Magnetic resonance imaging brain contrast axial (a), sagittal (b) and coronal (c) shows large enhancing left frontal mass with multiple cystic areas and peritumoral edema with mass effect
Surgical procedure
The patient underwent frontal craniotomy and total excision of the tumor. Intra-operatively ultrasonographic localization of the cyst was done and it was aspirated before the dural opening. The contents were xanthochromic. Brain became lax. Dura was opened and the tumor was separated by dissection from the surrounding brain parenchyma. The tumor was moderately vascular and firm. There was a good plane of cleavage around the tumor, hence a complete excision was achieved. At the end of surgery brain was lax, dura was closed primarily. Patient postoperatively had subgaleal collection of cerebrospinal fluid which was twice aspirated followed by tight application of a crepe bandage around the head. However there was no improvement. A postoperative computed tomography scan revealed total excision of the tumor and with a large porencephalic cyst at the site of the tumor with hydrocephalus [Figure 2]. Patient underwent a ventriculoperitoneal shunt after which the subgaleal collection subsided. Histopathological examination revealed features of anaplastic meningioma [Figure 3] Immunohistochemistry showed the tumor to be epithelial membrane antigen positive and negative for glial-fibrillary-acidic-protein, vimentin and S-100 protein [Figure 4]. Patient was subjected to radiotherapy. On a 6-month follow-up patient is doing well.
Figure 2.
Postoperative contrast computed tomography scan showing total excision of the tumor
Figure 3.
Photomicrograph showing anaplastc meningothelial cells with areas of necrosis: H and E, ×20; inset shows anaplastc meningothelial cells with mitoses: H and E, ×40
Figure 4.
Photomicrographs (×40) show meningioma cells positive for epithelial membrane antigen (a) and negative for glial-fibrillary-acidic-protein (b)
Discussion
Intracranial meningiomas in children are rare. Pediatric meningiomas occur commonly in males. Since meningiomas express receptors for sex hormones which modulate its growth and may thus explain the gender differences in its distribution.[3] There is an association between pediatric meningiomas and neurofibromatosis-2 and Klinfelters syndrome.[4] In a series of 15 pediatric meningiomas reported by Santos et al.,[5] histopathology showed WHO-I in 11 patients; WHO-II in four patients. None of the patients had WHO-III meningioma. In review of literature by Liu Y et al.[6] in 166 meningiomas in children, it was found that the most common location was cerebral convexity (41%), followed by ventricles (15%) and cystic component was seen in 21.3% of cases and WHO-I (epithelial and fibroblastic type) contributed 55% of the cases and malignant or atypical meningiomas constituted only 9% cases. Intraparenchymal meningiomas with no attachment to dura are all the more rare in children. The existence of intraparenchymal meningiomas is explained by the presence of leptomeningeal elements in the parenchyma.[7] In a series of 1017 primary brain tumors in children, not a single case of intraparenchymal meningioma was seen.[2] We in our previous series of 248 pediatric brain tumors found only 4 cases (1.6%) of meningiomas and no meningiomas was intraparenchymal.[1]
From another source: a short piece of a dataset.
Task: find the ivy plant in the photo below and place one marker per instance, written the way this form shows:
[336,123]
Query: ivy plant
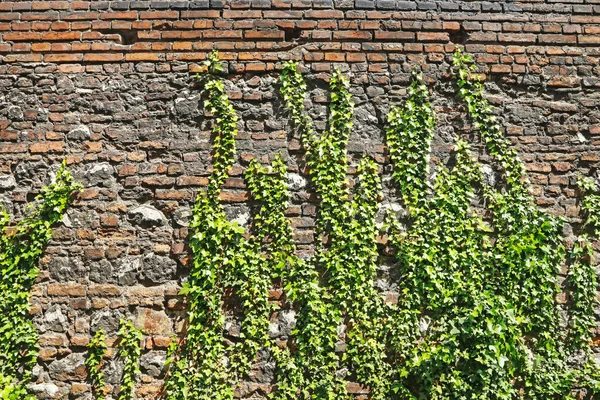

The most common symptoms are headache, vomiting and seizures. Hemiparesis is a less common symptom.[8,9] Our patient presented with headache and vomiting.
Meningiomas occurring in children have different features than those occurring in adults viz. there is increased incidence of cystic and sarcomatous changes in the tumor, higher incidence of intraventricular location, absence of dural tail sign and aggressive behavior. Calcification, intratumoral bleed and peritumoral edema are also common. Besides these tumors are noted for large volumes.[8,10] Surgery is the best modality of treatment.[4] Radiation therapy is indicated for tumors which cannot be removed completely, high-grade tumors or for recurrent tumors.[11] In our case the lesion was moderately vascular, had a good plane of cleavage around, had no dural attachment and there were multiple cystic areas associated. The tumor could be completely excised. Though meningothelial and fibroblastic subtypes are the common variants in children however incidence of high grade meningiomas is more than in adults.[9] In our patient, the histopathology revealed it to be anaplastic meningioma (WHO-III) which was confirmed by immunohistochemistry.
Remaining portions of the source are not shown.